La justice fiscale au cœur du débat
Pour le PS, l'effort doit reposer sur les grandes entreprises et les plus hauts patrimoines, tout en préservant les TPE et PME. « Nous demandons depuis des semaines une répartition équitable de l'effort », a insisté Guedj, évoquant un compromis possible si la surtaxe sur les bénéfices des grandes entreprises est rétablie à son niveau initial.
« La loi spéciale actuelle, c'est l'injustice reconduite. Les crédits de l'État sont gelés, et il n'y a pas de mesure de justice fiscale sur la table. »
Un gouvernement sous pression
Le ministre de l'Économie, Roland Lescure, plaide pour le retour de cette surtaxe, supprimée par le Sénat. Une mesure que Guedj juge « acceptable », à condition qu'elle s'inscrive dans une trajectoire globale préservant les services publics et le pouvoir d'achat. « Nous sommes responsables : il faut tenir le déficit à 5 %, mais pas au prix d'une injustice », a-t-il martelé.
L'option du 49.3 évoquée
Alors que les socialistes refusent de voter ce budget, Guedj a rappelé que « personne n'a envie de voter ce texte ». Il a toutefois écarté l'idée d'un 49.3, préférant une négociation jusqu'au bout, comme pour le budget de la Sécurité sociale. « Ce ne sera jamais notre budget, mais le pays a besoin d'un cadre financier stable », a-t-il conclu.

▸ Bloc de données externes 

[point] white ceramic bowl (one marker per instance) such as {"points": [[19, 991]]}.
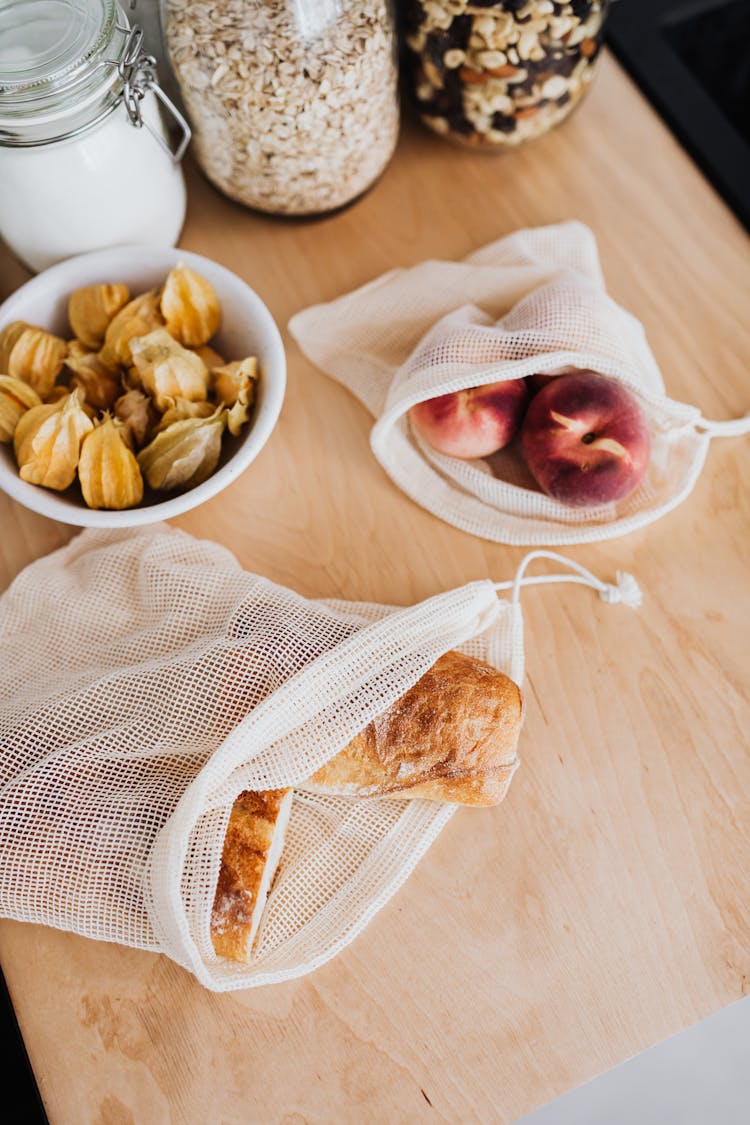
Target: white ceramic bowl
{"points": [[247, 329]]}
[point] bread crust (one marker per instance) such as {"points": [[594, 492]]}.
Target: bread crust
{"points": [[247, 849], [451, 737]]}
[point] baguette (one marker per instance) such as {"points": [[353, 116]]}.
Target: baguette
{"points": [[452, 737], [252, 849]]}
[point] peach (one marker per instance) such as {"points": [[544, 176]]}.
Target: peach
{"points": [[472, 423], [586, 440]]}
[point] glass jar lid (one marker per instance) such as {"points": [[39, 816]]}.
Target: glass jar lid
{"points": [[65, 65], [59, 66], [45, 44]]}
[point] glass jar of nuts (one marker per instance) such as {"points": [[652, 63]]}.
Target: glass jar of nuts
{"points": [[294, 102], [493, 74]]}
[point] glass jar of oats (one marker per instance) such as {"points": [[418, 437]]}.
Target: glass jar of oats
{"points": [[493, 73], [292, 102]]}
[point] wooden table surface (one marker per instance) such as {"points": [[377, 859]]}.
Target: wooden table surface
{"points": [[606, 905]]}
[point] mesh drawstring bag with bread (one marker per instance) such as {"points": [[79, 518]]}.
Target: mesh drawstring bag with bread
{"points": [[163, 714], [529, 304]]}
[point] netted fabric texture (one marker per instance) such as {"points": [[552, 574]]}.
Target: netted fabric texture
{"points": [[532, 303], [145, 681]]}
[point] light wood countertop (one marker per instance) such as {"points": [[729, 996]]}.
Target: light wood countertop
{"points": [[606, 905]]}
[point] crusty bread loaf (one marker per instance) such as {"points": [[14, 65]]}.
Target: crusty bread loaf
{"points": [[252, 848], [452, 737]]}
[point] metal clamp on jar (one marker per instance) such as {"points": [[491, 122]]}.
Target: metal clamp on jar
{"points": [[86, 159]]}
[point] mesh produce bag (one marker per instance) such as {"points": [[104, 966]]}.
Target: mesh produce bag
{"points": [[532, 303], [146, 680]]}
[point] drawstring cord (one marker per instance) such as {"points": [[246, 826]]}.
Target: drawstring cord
{"points": [[731, 429], [625, 591]]}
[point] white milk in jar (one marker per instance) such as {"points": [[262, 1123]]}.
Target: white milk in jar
{"points": [[84, 156]]}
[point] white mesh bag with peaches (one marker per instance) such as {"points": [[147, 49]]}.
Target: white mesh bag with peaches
{"points": [[450, 358], [200, 763]]}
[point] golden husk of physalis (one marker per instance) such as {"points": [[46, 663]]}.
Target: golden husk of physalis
{"points": [[137, 318], [209, 356], [234, 385], [186, 453], [59, 392], [91, 308], [8, 338], [137, 414], [47, 442], [16, 397], [100, 384], [229, 380], [108, 471], [168, 370], [181, 408], [190, 307], [37, 358]]}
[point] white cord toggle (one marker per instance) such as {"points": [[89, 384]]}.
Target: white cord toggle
{"points": [[731, 429], [625, 591]]}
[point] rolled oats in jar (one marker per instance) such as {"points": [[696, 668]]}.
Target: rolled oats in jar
{"points": [[292, 102], [493, 74]]}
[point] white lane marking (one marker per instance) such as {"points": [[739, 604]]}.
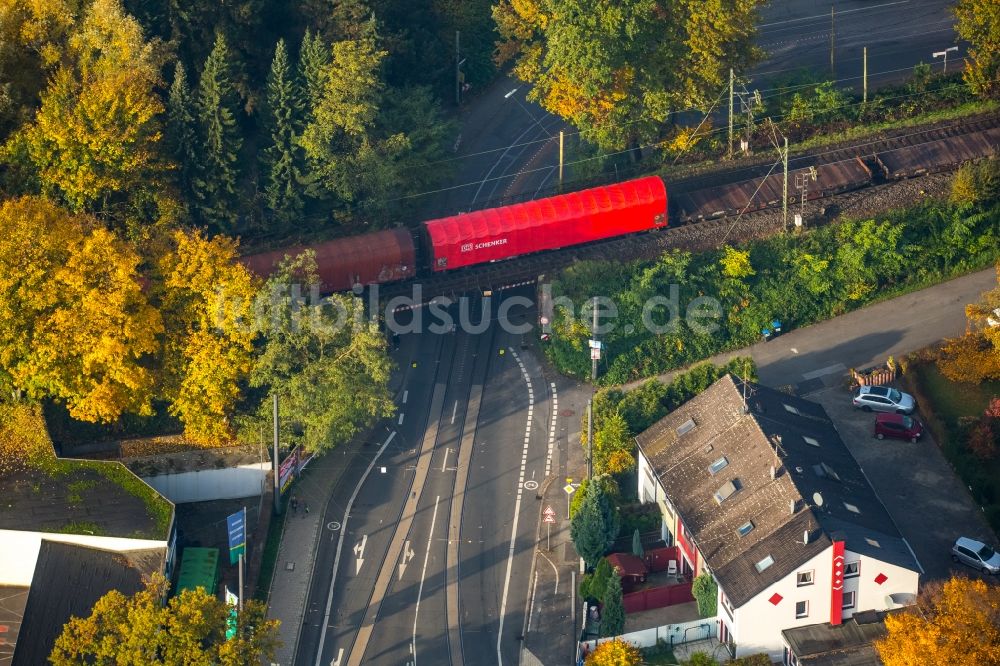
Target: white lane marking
{"points": [[423, 573], [340, 546], [406, 556], [531, 606], [828, 370], [359, 552], [517, 507], [552, 429]]}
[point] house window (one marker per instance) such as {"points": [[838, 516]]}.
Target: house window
{"points": [[763, 564]]}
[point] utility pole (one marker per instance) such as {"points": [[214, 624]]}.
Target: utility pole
{"points": [[241, 561], [833, 69], [784, 190], [595, 354], [274, 462], [864, 98], [731, 81], [560, 158]]}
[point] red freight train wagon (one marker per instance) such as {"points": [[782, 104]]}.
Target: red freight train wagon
{"points": [[547, 224], [382, 256]]}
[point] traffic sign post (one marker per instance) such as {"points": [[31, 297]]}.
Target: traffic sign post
{"points": [[549, 517]]}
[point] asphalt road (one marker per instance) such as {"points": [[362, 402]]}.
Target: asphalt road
{"points": [[898, 33], [429, 552], [508, 147]]}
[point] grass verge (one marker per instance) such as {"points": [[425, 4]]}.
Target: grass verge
{"points": [[270, 556], [946, 405]]}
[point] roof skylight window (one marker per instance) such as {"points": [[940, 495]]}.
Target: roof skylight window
{"points": [[763, 564], [718, 465], [727, 490]]}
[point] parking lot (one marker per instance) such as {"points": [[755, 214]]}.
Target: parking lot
{"points": [[923, 494]]}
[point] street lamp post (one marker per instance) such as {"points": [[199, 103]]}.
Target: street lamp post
{"points": [[938, 54]]}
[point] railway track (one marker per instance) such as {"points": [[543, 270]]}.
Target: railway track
{"points": [[527, 269]]}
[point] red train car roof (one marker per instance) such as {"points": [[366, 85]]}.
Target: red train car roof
{"points": [[545, 224], [382, 256]]}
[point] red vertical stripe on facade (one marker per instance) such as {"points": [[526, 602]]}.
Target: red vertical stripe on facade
{"points": [[837, 584]]}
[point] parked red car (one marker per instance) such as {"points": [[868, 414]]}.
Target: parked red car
{"points": [[898, 426]]}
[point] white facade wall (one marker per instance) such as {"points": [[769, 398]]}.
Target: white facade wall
{"points": [[19, 550], [211, 484], [871, 595], [757, 624]]}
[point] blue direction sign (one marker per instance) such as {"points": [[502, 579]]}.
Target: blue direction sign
{"points": [[236, 525]]}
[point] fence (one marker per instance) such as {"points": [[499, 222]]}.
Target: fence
{"points": [[672, 634], [657, 597]]}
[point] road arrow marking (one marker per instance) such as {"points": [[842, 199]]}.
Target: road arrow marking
{"points": [[408, 555], [359, 551]]}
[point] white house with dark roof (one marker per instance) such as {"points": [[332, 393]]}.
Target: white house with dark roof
{"points": [[756, 487]]}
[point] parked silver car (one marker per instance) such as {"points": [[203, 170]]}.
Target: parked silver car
{"points": [[976, 554], [884, 399]]}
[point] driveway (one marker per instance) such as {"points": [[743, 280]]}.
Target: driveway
{"points": [[924, 496]]}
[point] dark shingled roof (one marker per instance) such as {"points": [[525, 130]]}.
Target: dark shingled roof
{"points": [[811, 465], [12, 601], [845, 644], [68, 581]]}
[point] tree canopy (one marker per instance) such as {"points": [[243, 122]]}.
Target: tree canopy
{"points": [[954, 623], [94, 139], [979, 24], [617, 70], [615, 652], [206, 301], [74, 322], [189, 629], [975, 356]]}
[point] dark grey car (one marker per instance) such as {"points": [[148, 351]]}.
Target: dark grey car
{"points": [[976, 554]]}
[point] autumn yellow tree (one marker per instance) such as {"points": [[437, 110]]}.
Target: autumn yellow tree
{"points": [[618, 69], [93, 140], [207, 305], [956, 623], [75, 324], [615, 652], [189, 629], [975, 356]]}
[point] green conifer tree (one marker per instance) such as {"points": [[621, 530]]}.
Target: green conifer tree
{"points": [[594, 525], [215, 188], [613, 609], [314, 64], [181, 135], [282, 173]]}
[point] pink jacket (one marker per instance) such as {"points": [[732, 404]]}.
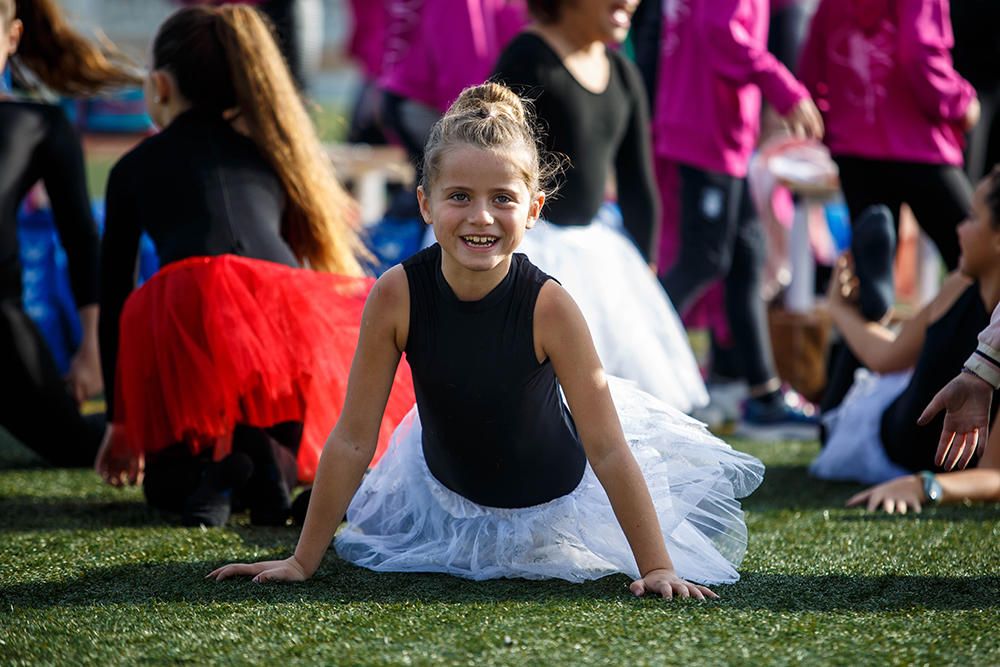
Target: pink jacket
{"points": [[714, 65], [991, 334], [368, 35], [881, 73], [435, 48]]}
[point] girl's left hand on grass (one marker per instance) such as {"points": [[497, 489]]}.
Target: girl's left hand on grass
{"points": [[897, 496], [84, 378], [272, 570], [668, 585], [116, 463]]}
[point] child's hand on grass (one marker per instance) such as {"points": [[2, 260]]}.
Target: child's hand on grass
{"points": [[271, 570], [116, 463], [668, 585], [897, 496]]}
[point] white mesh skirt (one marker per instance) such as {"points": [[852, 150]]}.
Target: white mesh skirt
{"points": [[635, 328], [403, 520], [853, 450]]}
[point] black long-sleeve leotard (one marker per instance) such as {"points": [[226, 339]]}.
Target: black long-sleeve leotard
{"points": [[198, 188], [37, 143], [596, 131]]}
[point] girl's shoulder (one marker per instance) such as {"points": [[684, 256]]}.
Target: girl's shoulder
{"points": [[952, 289], [389, 305]]}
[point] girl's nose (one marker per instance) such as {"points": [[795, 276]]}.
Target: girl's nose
{"points": [[480, 215]]}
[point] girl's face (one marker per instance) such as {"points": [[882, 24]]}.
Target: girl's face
{"points": [[979, 237], [480, 207], [601, 20]]}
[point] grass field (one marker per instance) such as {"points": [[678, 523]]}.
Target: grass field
{"points": [[91, 576]]}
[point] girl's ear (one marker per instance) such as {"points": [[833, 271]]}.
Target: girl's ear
{"points": [[14, 36], [535, 209], [425, 205], [163, 86]]}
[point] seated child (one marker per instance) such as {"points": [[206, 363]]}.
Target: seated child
{"points": [[873, 435], [522, 458]]}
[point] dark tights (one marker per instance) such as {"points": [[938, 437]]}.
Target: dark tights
{"points": [[173, 474], [721, 238], [34, 404]]}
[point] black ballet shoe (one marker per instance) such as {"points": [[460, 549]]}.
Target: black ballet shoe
{"points": [[300, 505], [210, 503], [873, 246]]}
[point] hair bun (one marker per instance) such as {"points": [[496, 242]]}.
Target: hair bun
{"points": [[489, 99]]}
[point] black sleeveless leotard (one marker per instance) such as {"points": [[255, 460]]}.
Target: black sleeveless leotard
{"points": [[948, 343], [495, 428]]}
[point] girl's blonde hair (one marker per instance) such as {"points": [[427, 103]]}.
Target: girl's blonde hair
{"points": [[493, 117], [60, 57], [225, 59]]}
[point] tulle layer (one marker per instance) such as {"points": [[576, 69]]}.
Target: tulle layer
{"points": [[210, 342], [635, 328], [403, 520], [854, 451]]}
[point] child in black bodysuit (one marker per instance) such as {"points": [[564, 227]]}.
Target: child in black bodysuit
{"points": [[493, 474], [226, 370], [37, 143]]}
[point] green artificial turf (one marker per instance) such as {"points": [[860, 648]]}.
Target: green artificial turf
{"points": [[89, 575]]}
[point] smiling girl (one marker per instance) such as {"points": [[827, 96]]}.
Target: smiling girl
{"points": [[514, 462]]}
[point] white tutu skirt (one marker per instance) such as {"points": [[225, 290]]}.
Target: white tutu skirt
{"points": [[403, 520], [635, 328], [854, 450]]}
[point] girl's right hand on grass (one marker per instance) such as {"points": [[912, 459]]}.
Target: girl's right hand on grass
{"points": [[668, 585], [263, 572], [116, 463]]}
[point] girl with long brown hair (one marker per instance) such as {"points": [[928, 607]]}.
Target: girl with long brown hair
{"points": [[38, 144], [231, 362]]}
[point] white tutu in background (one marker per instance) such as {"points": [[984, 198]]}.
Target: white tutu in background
{"points": [[403, 520], [636, 330], [853, 450]]}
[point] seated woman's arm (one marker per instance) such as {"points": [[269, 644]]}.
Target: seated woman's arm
{"points": [[878, 348], [907, 493]]}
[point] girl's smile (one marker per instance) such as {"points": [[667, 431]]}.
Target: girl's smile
{"points": [[480, 207]]}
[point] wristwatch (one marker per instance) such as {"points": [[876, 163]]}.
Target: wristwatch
{"points": [[932, 487]]}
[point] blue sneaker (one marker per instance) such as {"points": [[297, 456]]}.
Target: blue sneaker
{"points": [[791, 418]]}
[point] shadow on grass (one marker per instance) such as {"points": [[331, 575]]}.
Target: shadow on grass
{"points": [[33, 514], [791, 488], [341, 583]]}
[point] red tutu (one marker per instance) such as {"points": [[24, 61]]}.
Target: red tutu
{"points": [[211, 342]]}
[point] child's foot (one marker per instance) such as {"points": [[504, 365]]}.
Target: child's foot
{"points": [[209, 505], [781, 415], [873, 247]]}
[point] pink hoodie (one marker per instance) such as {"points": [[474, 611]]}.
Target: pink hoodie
{"points": [[881, 73], [435, 48], [368, 35], [714, 65]]}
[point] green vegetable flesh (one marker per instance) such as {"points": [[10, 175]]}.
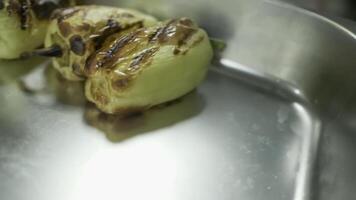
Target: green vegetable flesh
{"points": [[148, 67], [82, 30], [23, 25]]}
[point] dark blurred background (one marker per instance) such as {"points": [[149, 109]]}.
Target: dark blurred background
{"points": [[341, 8]]}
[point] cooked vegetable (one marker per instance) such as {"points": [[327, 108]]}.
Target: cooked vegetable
{"points": [[66, 91], [24, 25], [76, 33], [147, 67]]}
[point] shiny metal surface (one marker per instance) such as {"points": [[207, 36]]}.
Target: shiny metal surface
{"points": [[274, 120]]}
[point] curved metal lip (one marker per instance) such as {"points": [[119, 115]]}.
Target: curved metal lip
{"points": [[315, 15], [281, 87]]}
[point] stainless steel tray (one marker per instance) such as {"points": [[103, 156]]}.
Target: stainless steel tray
{"points": [[275, 119]]}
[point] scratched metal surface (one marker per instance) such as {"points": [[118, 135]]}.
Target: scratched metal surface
{"points": [[273, 120]]}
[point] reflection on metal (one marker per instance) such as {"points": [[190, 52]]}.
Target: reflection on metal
{"points": [[118, 128], [274, 120]]}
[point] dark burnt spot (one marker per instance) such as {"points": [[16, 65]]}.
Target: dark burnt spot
{"points": [[129, 113], [110, 28], [142, 59], [77, 70], [199, 40], [84, 27], [53, 51], [65, 28], [77, 45], [122, 83], [2, 5], [186, 21], [64, 14], [106, 58], [44, 9], [162, 33], [186, 34]]}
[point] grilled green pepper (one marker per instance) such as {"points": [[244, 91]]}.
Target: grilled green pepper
{"points": [[24, 25], [76, 33], [148, 66]]}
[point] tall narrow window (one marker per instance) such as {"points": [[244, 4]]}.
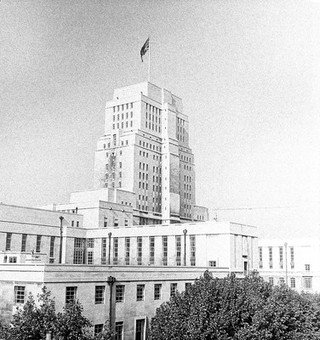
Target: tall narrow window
{"points": [[51, 252], [119, 330], [151, 250], [104, 250], [71, 294], [165, 250], [292, 257], [119, 293], [23, 242], [157, 291], [192, 250], [8, 241], [19, 294], [139, 250], [260, 258], [178, 250], [90, 257], [140, 292], [270, 258], [173, 289], [38, 244], [127, 250], [78, 250], [99, 295], [115, 250], [281, 257], [140, 324]]}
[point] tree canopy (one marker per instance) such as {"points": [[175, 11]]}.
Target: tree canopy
{"points": [[234, 308], [34, 320]]}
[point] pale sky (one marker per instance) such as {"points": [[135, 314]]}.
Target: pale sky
{"points": [[248, 73]]}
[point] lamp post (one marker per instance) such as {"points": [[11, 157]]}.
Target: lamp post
{"points": [[60, 252], [185, 247], [109, 252], [286, 258], [111, 280]]}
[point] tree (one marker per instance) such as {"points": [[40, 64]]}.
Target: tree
{"points": [[71, 324], [33, 321], [233, 308]]}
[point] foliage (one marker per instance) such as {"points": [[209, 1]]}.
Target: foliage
{"points": [[71, 324], [34, 320], [233, 308]]}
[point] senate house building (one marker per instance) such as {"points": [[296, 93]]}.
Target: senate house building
{"points": [[134, 240]]}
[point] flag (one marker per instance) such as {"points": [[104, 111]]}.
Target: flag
{"points": [[144, 49]]}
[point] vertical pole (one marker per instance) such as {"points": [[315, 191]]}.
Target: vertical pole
{"points": [[60, 253], [109, 254], [185, 247], [286, 258], [149, 63], [111, 280]]}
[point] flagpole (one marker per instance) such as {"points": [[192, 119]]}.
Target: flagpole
{"points": [[149, 63]]}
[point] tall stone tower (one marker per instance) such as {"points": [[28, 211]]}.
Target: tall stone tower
{"points": [[145, 150]]}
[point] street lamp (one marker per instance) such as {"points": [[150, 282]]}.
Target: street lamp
{"points": [[60, 253]]}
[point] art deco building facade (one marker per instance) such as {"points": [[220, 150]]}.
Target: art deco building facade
{"points": [[128, 245], [145, 150]]}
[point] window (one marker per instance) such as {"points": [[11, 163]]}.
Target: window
{"points": [[173, 289], [140, 329], [139, 250], [165, 250], [51, 252], [78, 251], [8, 241], [140, 292], [157, 291], [281, 257], [260, 257], [192, 250], [98, 329], [178, 250], [71, 294], [119, 330], [151, 250], [270, 258], [90, 242], [19, 294], [99, 295], [38, 244], [23, 243], [90, 257], [127, 250], [307, 282], [291, 257], [115, 250], [188, 285], [12, 259], [104, 250], [119, 293]]}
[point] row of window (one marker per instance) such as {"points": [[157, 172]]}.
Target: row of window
{"points": [[281, 260], [306, 282], [151, 250], [24, 243], [122, 107], [122, 116]]}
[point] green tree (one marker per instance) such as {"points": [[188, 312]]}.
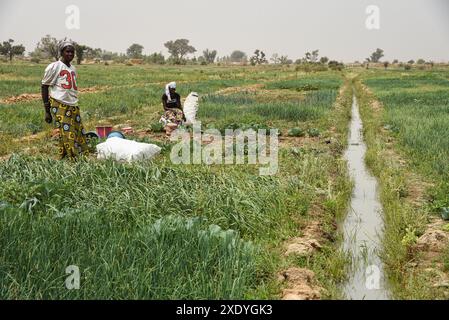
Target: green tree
{"points": [[134, 51], [258, 58], [324, 60], [8, 49], [285, 60], [238, 56], [49, 47], [156, 58], [80, 51], [312, 57], [376, 56], [178, 49]]}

Un contexte politique tendu
Cette crise budgétaire s'inscrit dans un climat de défiance envers le gouvernement Lecornu II, accusé par l'opposition de manquer de vision pour redresser les comptes publics. Les critiques portent aussi sur l'absence de réformes structurelles, alors que la France peine à réduire son déficit malgré les injonctions européennes.
Du côté de l'extrême droite, on dénonce un « budget de la gabegie », tandis que La France Insoumise appelle à une refonte totale des priorités budgétaires. La majorité présidentielle, elle, mise sur un compromis de dernière minute pour éviter un blocage institutionnel.